Хоть бросай свою хату да беги к соседям.
— Может, ты сама задеваешь сына и невестку?— спросил батюшка.
— Ой боже мой милый! Кто бы их задевал, если бы они на меня не нападали. Орышка часто бьёт мою внучку от первой невестки и издевается над ней, портит на ней одежду. А мне жалко ребёнка, так я иной раз защищаю девочку рогачом или кочергой: а она иной раз так меня толкнёт, что я и повалюсь на землю и падаю вверх тормашками.
— Вот что, Палажка, когда они будут говеть да не попросят у тебя прощения и не попрощаются с тобой перед причастием, как велит обычай, тогда я не дам причастия им обоим. А если попросят у тебя прощения, то я не имею права не допустить их к причастию,— сказал батюшка на прощанье.
На другой день баба Параска пришла к матушке: она подыскала на селе для матушки наймичку и пришла сказать о ней. Матушка рассказала, за чем приходила просить батюшку Палажка. Параска, возвращаясь домой, встретилась с Палажкиной невесткой и всё рассказала; а невестка сразу рассказала своему мужу. Он вспылил и разозлился на мать.
Через несколько дней баба Палажка, кормя своих кур, заметила, что её куры куда-то деваются. Уже недоставало двух курочек. Вошла она в хату и слышит, что на чердаке закудахтала перепуганная курица.
— Кто это гоняет кур? — крикнула баба из сеней.
— Да это я прогоняю ваших кур. Ваши куры едят мой овёс, потому что я ссыпал свой овёс на чердаке,— отозвался Петро, слезая по лестнице.-Вот я, мама, и сижу на чердаке в засаде на ваших кур, потому что ваши куры повадились к моему овсу. Я уже убил дубинкой две ваши курицы,— сказал Петро.
— Куда же ты их дел? — спросила мать, когда он слез с чердака в сени.
— Завернул в овёс, потому что когда купец будет покупать овёс, то овса на вес больше будет,— сказал сын и пошёл в хату.
— Зачем же ты завернул их в овёс? Я бы ощипала да бросила в борщ; по крайней мере, куры не пропали бы совсем зря. У тебя что, не все дома, или сроду одной клёпки в голове не хватает?
Баба как стояла в одной рубашке и босая, с досады так и полезла по лестнице на чердак, разгребла овёс и нашла две курицы. Тем временем сын вышел в сени, снял лестницу, вынес во двор и поставил возле хаты, а сам ушёл со двора. Баба увидела, что лестницы нет, хотела слезть по двери, но у неё ноги окоченели. Мороз тогда был и вправду хороший. Она нащупывала ногами перекладину на двери, чтобы уцепиться пальцами и поставить другую ногу на щеколду, но и до щеколды не достала. Карабкалась она долго и вынуждена была вернуться на чердак. Бедная баба замёрзла. Зубы у неё стучали; она тряслась от холода; ноги и руки окоченели. Орышка в хате хохотала.
Баба почувствовала, что уже замерзает, и начала кричать не своим голосом:
— Спасайте! ой спасайте, кто в бога верует! Ой пропаду! Орышка! приставь лестницу! — И она кричала так сильно, что сосед Юрченко, слоняясь по двору, услышал тот неистовый крик и мигом прибежал в сени: он подумал, что в хате кого-то режут. Слышит он, Орышка в хате хохочет, а баба кричит караул на чердаке. Он схватил лестницу и приставил к стене. Баба едва стонала и с трудом слезла с чердака. Она вся посинела и едва могла ступить несколько шагов, потому что шаталась на ходу и чуть не упала. Юрченко подхватил её под руки и ввёл в хату. Баба сразу полезла на печь и легла на лежанке, всё тряслась и стонала, а зубы так и стучали.

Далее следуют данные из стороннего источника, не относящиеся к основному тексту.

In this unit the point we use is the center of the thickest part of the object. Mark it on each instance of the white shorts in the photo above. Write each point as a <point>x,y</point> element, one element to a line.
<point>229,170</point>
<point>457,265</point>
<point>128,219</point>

Юрченко схватил на жерди тулуп, накрыл бабу и спас её. Он усмехнулся и вышел из хаты. Баба едва отошла, потому что у неё уже закоченели руки и ноги и душа едва держалась в теле.
Уже только к вечеру баба отошла и слезла с печи. Сын вернулся домой. Мать начала упрекать его.
— Неужели у тебя бога нет в сердце и бога не боишься. И людей не стыдишься, что так издеваешься надо мной? Неужели ты в такой час на свет родился, что я от тебя должна терпеть такое горе?
— Молчи, бесова пара, а то я куплю за три карбованца ружьё, перестреляю всех твоих кур и тебя застрелю! — крикнул сын неистово.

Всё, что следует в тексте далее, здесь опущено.